Bloomberg columnist Ruth Pollard wrote as follows: “There is precedence for a natural disaster helping to end a long-running conflict. The Acehnese national army — the armed wing of the Free Aceh Movement in Indonesia — demobilized and disbanded a year after the 2004 Indian Ocean earthquake and tsunami destroyed much of the province, ending a 30-year separatist insurgency. Both Cyclone Nargis and the tsunami have provided us with a roadmap, however imperfect. Myanmar and its backers should use it.”

True.

Unfortunately, Myanmar’s uniformed rulers seem less susceptible to emotion than the Acehnese rebels.

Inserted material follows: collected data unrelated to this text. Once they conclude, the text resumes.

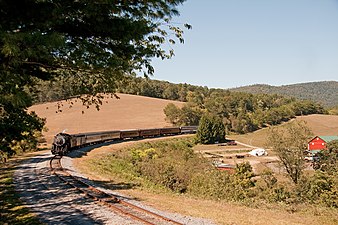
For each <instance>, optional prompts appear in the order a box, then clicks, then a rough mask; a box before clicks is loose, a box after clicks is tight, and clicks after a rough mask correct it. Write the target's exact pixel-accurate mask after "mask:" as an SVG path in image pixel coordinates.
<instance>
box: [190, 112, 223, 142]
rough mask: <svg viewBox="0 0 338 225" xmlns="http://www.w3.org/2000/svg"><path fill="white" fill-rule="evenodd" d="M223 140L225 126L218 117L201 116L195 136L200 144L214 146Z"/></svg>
mask: <svg viewBox="0 0 338 225" xmlns="http://www.w3.org/2000/svg"><path fill="white" fill-rule="evenodd" d="M224 140H225V126H224V124H223V121H222V119H221V118H219V117H218V116H215V115H212V114H205V115H203V116H202V118H201V120H200V123H199V126H198V130H197V135H196V141H197V142H198V143H201V144H214V143H215V142H223V141H224Z"/></svg>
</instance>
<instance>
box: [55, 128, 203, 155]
mask: <svg viewBox="0 0 338 225" xmlns="http://www.w3.org/2000/svg"><path fill="white" fill-rule="evenodd" d="M197 128H198V127H197V126H182V127H163V128H151V129H131V130H112V131H100V132H89V133H80V134H67V133H63V132H62V133H58V134H56V135H55V137H54V140H53V143H52V150H51V152H52V154H53V155H59V156H63V155H66V154H67V153H68V152H69V151H71V150H73V149H78V148H82V147H85V146H88V145H93V144H99V143H103V142H107V141H114V140H125V139H134V138H149V137H157V136H166V135H179V134H193V133H196V132H197Z"/></svg>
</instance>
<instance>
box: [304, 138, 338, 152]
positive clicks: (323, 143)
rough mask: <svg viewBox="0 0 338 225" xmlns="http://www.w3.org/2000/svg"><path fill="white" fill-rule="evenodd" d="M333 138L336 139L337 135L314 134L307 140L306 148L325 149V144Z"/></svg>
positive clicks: (335, 139) (320, 149) (310, 148)
mask: <svg viewBox="0 0 338 225" xmlns="http://www.w3.org/2000/svg"><path fill="white" fill-rule="evenodd" d="M333 140H338V136H316V137H315V138H313V139H311V141H309V143H308V150H321V149H326V144H327V143H328V142H330V141H333Z"/></svg>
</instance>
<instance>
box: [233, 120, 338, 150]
mask: <svg viewBox="0 0 338 225" xmlns="http://www.w3.org/2000/svg"><path fill="white" fill-rule="evenodd" d="M296 120H303V121H305V122H306V123H307V126H308V127H309V128H310V129H311V131H312V133H313V135H314V136H320V135H327V136H332V135H338V116H332V115H308V116H299V117H297V118H296ZM284 125H285V124H283V125H280V126H284ZM268 133H269V128H263V129H260V130H258V131H255V132H252V133H248V134H243V135H229V138H231V139H235V140H237V141H240V142H243V143H246V144H249V145H253V146H257V147H262V148H266V147H267V146H266V138H267V136H268Z"/></svg>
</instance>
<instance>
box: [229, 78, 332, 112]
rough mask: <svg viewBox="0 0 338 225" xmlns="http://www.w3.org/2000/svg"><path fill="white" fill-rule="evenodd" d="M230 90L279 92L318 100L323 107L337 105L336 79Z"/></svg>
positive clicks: (246, 87) (262, 91)
mask: <svg viewBox="0 0 338 225" xmlns="http://www.w3.org/2000/svg"><path fill="white" fill-rule="evenodd" d="M230 91H238V92H246V93H251V94H262V93H265V94H281V95H287V96H292V97H296V98H299V99H308V100H312V101H315V102H319V103H321V104H322V105H324V106H325V107H334V106H338V95H337V93H338V82H337V81H320V82H309V83H301V84H291V85H282V86H271V85H266V84H255V85H249V86H244V87H238V88H232V89H230Z"/></svg>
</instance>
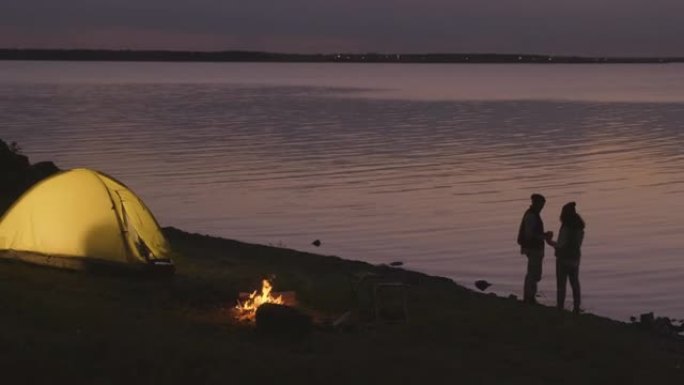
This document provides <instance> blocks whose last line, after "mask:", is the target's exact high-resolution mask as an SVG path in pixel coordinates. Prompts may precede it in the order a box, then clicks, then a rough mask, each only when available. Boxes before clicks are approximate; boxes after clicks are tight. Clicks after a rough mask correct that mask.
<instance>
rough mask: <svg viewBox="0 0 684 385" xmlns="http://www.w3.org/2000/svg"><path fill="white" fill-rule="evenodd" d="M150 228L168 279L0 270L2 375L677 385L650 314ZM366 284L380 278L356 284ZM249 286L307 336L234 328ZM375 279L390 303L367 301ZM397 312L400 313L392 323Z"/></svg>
mask: <svg viewBox="0 0 684 385" xmlns="http://www.w3.org/2000/svg"><path fill="white" fill-rule="evenodd" d="M3 144H4V143H3ZM1 150H2V146H0V155H7V152H3V151H1ZM10 152H12V153H13V156H10V158H3V157H2V156H0V160H3V159H5V160H6V159H14V160H17V159H18V160H20V162H19V163H20V164H21V167H20V169H21V170H22V171H21V172H20V173H19V175H24V177H25V179H23V180H24V181H27V179H26V176H27V175H33V174H31V173H29V172H28V171H30V170H32V167H34V166H35V165H33V166H32V165H30V164H29V163H28V158H27V157H24V156H23V155H22V156H18V157H17V155H18V154H17V153H16V151H10ZM0 164H1V162H0ZM0 176H1V175H0ZM21 185H22V186H23V184H21ZM1 187H7V185H0V188H1ZM3 193H4V192H3ZM1 196H2V197H5V195H1ZM0 211H1V210H0ZM162 231H163V232H164V235H165V237H166V238H167V239H168V241H169V242H170V244H171V248H172V250H173V251H174V256H173V260H174V262H175V264H176V274H175V275H174V276H172V277H169V276H166V277H164V278H160V279H153V277H149V276H147V277H146V276H139V275H124V274H107V273H87V272H74V271H67V270H60V269H56V268H50V267H40V266H34V265H29V264H26V263H19V262H14V261H6V260H2V261H0V293H2V295H1V296H0V342H1V343H2V345H3V352H5V353H6V355H4V356H3V359H2V360H0V368H2V369H3V372H4V373H5V375H6V376H7V378H13V379H22V380H24V381H23V382H26V383H29V382H30V383H67V382H73V383H100V382H104V383H131V384H138V383H146V384H149V383H165V384H187V383H205V384H223V383H225V382H226V381H237V382H238V383H249V384H260V383H264V384H265V383H273V382H274V381H278V382H281V383H283V384H302V383H317V382H325V383H327V384H330V385H335V384H340V385H342V384H344V385H347V384H350V383H358V384H366V383H392V382H394V383H410V384H419V383H426V382H434V383H443V382H444V380H445V379H449V378H451V379H454V380H458V381H459V382H463V383H478V384H501V383H506V384H511V385H517V384H521V385H522V384H526V385H528V384H549V383H553V384H570V383H582V384H605V383H607V382H608V383H637V382H650V383H679V382H681V381H684V338H682V337H680V336H677V335H673V334H672V333H671V330H668V329H666V328H663V322H664V321H658V320H657V319H655V318H653V317H652V319H648V317H647V319H644V320H640V322H639V323H631V324H629V323H625V322H620V321H616V320H611V319H608V318H605V317H601V316H597V315H593V314H581V315H575V314H572V313H571V312H569V311H562V312H561V311H558V310H557V309H555V308H552V307H547V306H540V305H529V304H524V303H522V302H520V301H519V300H517V299H513V298H504V297H500V296H498V295H495V294H491V293H486V292H476V291H474V290H471V289H468V288H465V287H463V286H461V285H459V284H458V283H456V282H454V281H453V280H451V279H448V278H444V277H438V276H433V275H428V274H424V273H420V272H414V271H410V270H405V269H401V268H395V267H391V266H378V265H372V264H370V263H367V262H362V261H353V260H346V259H343V258H340V257H337V256H326V255H320V254H313V253H308V252H301V251H296V250H292V249H286V248H279V247H273V246H265V245H258V244H251V243H244V242H239V241H235V240H230V239H224V238H219V237H213V236H207V235H202V234H196V233H189V232H186V231H183V230H180V229H176V228H172V227H166V228H163V229H162ZM367 277H372V278H373V279H381V280H380V281H360V279H364V278H367ZM264 278H268V279H272V280H273V283H274V290H276V291H278V292H292V293H295V294H296V299H297V304H296V305H295V306H296V307H295V309H296V310H297V311H299V312H302V313H305V314H309V315H310V316H311V317H313V318H314V319H315V324H316V327H315V328H313V330H311V331H309V332H308V333H307V334H304V335H301V334H296V333H293V332H291V330H288V329H287V326H282V327H283V331H282V332H281V334H275V335H274V334H269V333H266V332H264V331H260V329H259V327H258V326H257V327H255V326H254V325H253V324H249V323H242V322H239V321H237V320H236V319H235V317H234V313H233V312H232V309H233V307H234V306H235V304H236V302H237V300H238V299H239V298H240V293H244V292H250V291H251V290H254V289H256V288H258V287H259V286H258V285H259V283H260V282H261V280H262V279H264ZM360 282H365V283H364V284H361V283H360ZM380 283H393V285H392V286H391V287H400V288H402V290H403V292H402V291H400V292H393V293H385V294H384V295H385V297H383V299H382V300H379V299H378V298H380V297H377V293H378V292H377V288H378V286H377V284H380ZM398 285H400V286H398ZM402 293H403V294H402ZM402 300H403V301H405V309H407V313H401V310H400V309H401V308H402V304H401V301H402ZM378 301H381V302H378ZM378 304H379V305H378ZM378 306H380V307H378ZM378 309H381V310H380V313H378ZM379 314H380V316H379ZM675 381H677V382H675Z"/></svg>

Myanmar’s rebels have already demonstrated their soft hearts. Soon after the powerful March 28 earthquake in Myanmar’s central heartlands, rebel groups fighting the junta said they would suspend their efforts. This was in order for rescue initiatives to get underway.

Not so the military. It waited nearly five days before announcing a pause in its fightback against the rebels.

Even more sneaky was the army’s use of that fallow period to launch brutal attacks on the rebels.

In fact, according to a report from one of the areas affected by the earthquake, rebel fighters said it suffered air strikes soon after and young people, who wanted to help with relief were afraid the army would attack them.